More words than JC Lodge can sayTuesday, October 12, 2021
BY RICHARD JOHNSON
The Jamaica Observer's Entertainment Desk continues its month-long feature titled 'Cover Me Good'. It will look at songs covered by Jamaican artistes which became hits.
In 1980, singer JC Lodge burst out of the blocks and became a household name with her cover of country singer Charley Pride's Someone Loves You Honey.
That track brought her recognition at home and abroad, racing up charts in Europe and set the pace for her career. Given the success of Someone Loves You Honey, the pressure was on to produce an equally popular follow-up.
There was a meeting of the minds and out of that huddle came the decision to record another cover. This time it was a soft rock track, More Than Words Can Say, made popular by the English singer, songwriter and musician Leo Sayer.
The song was actually co-written by Sonny Curtis and Jerry Allison, former members of doo woo group, The Crickets. They recorded it in 1959 and released it in 1960; their version hit number 42 on the British Record Retailer Chart in 1960.
“It was at the start of my career before my debut album and we just wanted something to follow on from Someone Loves You Honey. Given that I was new to the business, I guess they felt more confident in doing a cover version rather than original material. More Than Words Can Say was suggested and I said 'yes'. I was familiar with Leo Sayer's version and I was happy to do it and agreed to record,” Lodge told the Jamaica Observer during a telephone interview from her London home.
The song was recorded at producer Joe Gibbs' studio in Kingston. Gibbs also producerd Someone Loves You Honey.
More Than Words Can Say featured a who's who of Jamaican music.
“When I think about it, I had some of the greats working on this song in terms of the musicians. It was arranged by Willie Lindo, then you had people like Val Douglas on bass, and Winston Wright on piano. They all just worked their magic. That's what makes this such a good version musically speaking. I just has to do my part to make it work,” Lodge noted.
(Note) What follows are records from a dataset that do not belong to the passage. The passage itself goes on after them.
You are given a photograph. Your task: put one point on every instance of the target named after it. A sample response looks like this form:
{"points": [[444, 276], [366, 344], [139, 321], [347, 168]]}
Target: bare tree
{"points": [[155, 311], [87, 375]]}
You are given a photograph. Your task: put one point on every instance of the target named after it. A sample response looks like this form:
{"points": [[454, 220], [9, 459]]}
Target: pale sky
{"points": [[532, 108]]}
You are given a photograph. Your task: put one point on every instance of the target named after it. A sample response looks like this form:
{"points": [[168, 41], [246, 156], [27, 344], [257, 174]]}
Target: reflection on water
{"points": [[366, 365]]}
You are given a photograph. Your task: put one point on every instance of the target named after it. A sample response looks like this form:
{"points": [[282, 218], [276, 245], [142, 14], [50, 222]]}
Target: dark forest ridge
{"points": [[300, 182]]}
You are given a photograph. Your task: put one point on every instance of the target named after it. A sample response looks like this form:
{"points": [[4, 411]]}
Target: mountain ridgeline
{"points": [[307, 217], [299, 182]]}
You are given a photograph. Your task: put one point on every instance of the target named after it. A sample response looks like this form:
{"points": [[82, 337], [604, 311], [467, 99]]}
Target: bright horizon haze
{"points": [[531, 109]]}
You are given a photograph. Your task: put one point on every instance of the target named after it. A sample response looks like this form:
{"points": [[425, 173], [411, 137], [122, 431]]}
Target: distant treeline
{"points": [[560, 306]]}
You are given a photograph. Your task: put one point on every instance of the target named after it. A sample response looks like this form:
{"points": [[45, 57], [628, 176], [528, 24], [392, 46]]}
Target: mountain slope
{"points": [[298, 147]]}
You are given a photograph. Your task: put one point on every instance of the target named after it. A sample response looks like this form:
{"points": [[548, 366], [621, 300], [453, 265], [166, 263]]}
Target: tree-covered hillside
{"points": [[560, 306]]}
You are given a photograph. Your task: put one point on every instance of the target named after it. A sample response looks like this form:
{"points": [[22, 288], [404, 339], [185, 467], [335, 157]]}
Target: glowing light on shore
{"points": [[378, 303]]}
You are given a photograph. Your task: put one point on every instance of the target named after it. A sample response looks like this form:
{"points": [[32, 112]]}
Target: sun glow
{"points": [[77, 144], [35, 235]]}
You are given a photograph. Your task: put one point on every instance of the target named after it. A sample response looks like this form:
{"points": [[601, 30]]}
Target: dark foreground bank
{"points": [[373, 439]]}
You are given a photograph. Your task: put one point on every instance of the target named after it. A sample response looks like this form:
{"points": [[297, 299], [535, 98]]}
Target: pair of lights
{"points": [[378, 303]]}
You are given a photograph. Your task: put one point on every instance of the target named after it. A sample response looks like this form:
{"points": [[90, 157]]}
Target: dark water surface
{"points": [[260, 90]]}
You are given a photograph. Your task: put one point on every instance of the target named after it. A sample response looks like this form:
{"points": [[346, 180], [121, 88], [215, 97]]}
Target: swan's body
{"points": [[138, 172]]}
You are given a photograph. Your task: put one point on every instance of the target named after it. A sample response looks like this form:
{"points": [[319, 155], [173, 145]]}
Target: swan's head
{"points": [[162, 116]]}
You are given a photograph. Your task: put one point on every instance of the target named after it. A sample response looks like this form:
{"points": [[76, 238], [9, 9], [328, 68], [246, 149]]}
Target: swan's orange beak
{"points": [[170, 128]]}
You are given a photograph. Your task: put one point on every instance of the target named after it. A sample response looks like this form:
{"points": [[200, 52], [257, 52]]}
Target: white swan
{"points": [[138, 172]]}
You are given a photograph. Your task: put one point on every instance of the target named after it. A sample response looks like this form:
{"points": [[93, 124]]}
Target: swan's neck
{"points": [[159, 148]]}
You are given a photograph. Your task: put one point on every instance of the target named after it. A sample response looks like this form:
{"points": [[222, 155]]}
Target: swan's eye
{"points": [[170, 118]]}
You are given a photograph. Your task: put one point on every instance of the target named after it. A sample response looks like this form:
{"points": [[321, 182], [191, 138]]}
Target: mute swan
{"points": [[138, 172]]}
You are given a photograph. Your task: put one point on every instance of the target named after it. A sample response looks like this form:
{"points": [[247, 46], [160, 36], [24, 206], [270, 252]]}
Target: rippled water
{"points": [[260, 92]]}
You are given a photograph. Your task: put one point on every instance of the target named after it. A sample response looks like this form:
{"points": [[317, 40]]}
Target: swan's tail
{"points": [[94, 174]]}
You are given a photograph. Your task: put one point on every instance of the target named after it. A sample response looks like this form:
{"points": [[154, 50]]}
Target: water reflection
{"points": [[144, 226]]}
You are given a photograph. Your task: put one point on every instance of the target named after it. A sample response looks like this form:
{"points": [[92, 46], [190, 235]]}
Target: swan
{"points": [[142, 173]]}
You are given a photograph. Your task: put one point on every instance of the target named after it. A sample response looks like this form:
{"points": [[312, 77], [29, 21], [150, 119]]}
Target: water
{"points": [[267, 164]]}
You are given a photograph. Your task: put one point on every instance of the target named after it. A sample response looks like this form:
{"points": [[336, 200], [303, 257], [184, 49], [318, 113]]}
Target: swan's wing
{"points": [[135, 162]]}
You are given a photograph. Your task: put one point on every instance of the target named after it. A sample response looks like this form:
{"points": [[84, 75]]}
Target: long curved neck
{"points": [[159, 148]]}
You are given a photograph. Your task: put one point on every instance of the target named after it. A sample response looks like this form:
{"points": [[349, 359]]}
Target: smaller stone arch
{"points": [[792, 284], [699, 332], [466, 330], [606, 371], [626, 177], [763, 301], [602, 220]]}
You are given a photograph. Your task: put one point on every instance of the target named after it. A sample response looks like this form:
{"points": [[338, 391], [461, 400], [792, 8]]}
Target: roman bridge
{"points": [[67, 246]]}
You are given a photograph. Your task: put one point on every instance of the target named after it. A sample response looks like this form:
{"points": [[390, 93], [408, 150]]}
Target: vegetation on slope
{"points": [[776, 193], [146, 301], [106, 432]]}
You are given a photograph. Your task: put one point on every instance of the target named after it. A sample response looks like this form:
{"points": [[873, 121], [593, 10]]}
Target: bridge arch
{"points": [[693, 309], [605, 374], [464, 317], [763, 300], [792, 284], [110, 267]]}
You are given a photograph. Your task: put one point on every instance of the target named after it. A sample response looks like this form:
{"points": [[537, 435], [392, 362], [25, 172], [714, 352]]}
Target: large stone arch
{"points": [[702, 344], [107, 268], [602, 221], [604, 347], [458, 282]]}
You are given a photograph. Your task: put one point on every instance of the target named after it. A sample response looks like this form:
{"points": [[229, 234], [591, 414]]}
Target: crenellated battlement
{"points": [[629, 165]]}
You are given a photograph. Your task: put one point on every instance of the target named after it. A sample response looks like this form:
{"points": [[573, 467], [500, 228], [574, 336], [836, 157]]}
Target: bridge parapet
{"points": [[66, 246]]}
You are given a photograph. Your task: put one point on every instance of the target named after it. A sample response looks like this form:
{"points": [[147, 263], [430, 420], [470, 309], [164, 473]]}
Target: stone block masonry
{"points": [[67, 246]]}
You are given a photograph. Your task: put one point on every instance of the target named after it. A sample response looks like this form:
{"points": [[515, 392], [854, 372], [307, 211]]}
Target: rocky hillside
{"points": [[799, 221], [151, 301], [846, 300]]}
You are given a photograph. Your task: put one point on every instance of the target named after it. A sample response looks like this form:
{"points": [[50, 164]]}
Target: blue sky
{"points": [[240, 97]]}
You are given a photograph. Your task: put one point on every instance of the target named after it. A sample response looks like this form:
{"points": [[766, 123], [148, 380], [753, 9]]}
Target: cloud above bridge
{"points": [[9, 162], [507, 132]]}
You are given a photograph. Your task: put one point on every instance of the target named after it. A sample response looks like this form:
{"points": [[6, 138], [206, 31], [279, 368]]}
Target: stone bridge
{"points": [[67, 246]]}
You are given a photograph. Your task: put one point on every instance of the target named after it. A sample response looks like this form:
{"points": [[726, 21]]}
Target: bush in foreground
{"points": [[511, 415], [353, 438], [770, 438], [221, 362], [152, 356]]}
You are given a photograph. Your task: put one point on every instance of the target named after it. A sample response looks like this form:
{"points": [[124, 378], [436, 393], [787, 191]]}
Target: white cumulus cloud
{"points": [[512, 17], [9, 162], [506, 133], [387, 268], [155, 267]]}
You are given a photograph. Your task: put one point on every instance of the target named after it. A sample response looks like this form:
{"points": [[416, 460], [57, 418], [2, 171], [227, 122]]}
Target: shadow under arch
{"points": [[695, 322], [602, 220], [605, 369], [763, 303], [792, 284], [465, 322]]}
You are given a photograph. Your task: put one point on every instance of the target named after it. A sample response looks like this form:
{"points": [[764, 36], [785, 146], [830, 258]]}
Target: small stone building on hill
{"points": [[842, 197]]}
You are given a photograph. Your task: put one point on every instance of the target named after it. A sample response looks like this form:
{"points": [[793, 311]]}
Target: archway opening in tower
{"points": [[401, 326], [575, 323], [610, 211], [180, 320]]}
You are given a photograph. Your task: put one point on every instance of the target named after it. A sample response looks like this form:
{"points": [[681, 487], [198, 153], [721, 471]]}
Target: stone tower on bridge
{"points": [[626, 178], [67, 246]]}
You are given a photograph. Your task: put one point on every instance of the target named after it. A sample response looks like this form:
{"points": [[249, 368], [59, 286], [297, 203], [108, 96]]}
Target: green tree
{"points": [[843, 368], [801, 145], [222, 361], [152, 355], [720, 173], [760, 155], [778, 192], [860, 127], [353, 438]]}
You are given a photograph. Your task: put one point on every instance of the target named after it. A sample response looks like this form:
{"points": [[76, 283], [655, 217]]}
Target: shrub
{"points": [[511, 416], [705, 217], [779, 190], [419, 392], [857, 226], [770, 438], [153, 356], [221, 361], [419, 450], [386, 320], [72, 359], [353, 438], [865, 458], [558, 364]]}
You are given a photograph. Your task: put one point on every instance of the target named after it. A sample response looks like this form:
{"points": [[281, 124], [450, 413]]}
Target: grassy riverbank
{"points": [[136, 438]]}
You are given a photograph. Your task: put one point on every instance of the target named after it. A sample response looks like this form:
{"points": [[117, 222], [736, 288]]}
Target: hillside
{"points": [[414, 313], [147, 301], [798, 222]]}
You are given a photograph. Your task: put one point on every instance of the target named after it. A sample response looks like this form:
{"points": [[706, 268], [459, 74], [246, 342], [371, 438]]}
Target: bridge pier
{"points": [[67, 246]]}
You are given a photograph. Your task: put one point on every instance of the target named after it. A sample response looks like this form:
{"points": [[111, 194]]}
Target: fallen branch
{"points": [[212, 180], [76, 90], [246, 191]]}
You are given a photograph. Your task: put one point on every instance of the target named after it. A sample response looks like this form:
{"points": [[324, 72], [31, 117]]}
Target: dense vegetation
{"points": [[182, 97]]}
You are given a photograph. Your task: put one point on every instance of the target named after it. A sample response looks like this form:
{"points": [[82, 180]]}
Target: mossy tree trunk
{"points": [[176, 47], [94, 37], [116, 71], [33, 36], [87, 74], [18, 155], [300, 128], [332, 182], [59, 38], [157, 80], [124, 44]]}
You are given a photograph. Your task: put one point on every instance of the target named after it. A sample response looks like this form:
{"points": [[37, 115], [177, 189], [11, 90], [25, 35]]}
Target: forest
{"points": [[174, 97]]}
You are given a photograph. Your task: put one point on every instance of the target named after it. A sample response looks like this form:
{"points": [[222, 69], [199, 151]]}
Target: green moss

Forty years later, More Than Words Can Say remains an active component in her live performances. She has a medley which includes Someone Loves You Honey, and Make It Up To You, and is always enthused by the response.
“Being on stage performing for the right audience, for whom this song is part of the soundtrack of their lives, it is always great to see their reaction,” said Lodge. “Just hearing them take the opening lines of the song... 'Whoa whoa yeah yeah, I love you more than I can say', is always great.”
Lodge's cover of More Than Words Can Say was not just popular with Jamaicans. She reaped chart success in the Netherlands, Germany, and Belgium.
But why have Jamaican artistes made such inroads with cover versions that can stand up to, or even surpass the popularity and impact of the originals?
Lodge theorises that because Jamaicans are exposed to diverse music, it makes them adept at fusing sounds that appeals to many.
“Just think about it, walk anywhere in Jamaica and you will hear country, R&B, soul, hip hop, classical... just about everything, and then that is combined with a reggae beat. We are great at taking all these flavours and fusing with our own music... It's amazing. There are so many songs out there that I much prefer the reggae cover,” she said.
Lodge has always wanted to cover a Bob Marley song, and earlier this year she got the opportunity to do just that. Thanks to the British company, Secret Records, and their project Telephone Love.
“I covered Satisfy My Soul for the album which was an incredible honour. I know everyone sees Bob Marley as a reggae man, which he is, but I also consider him a jazz artiste. I didn't really have anything to do with the arrangement of this cover, but if I did it would have been a bit more jazzy,” she said.
The coronavirus and its effect on the entertainment sector has affected Lodge's live performances. However, with venues reopening in the United Kingdom, there is a glimmer of hope for her to step onto a stage once again.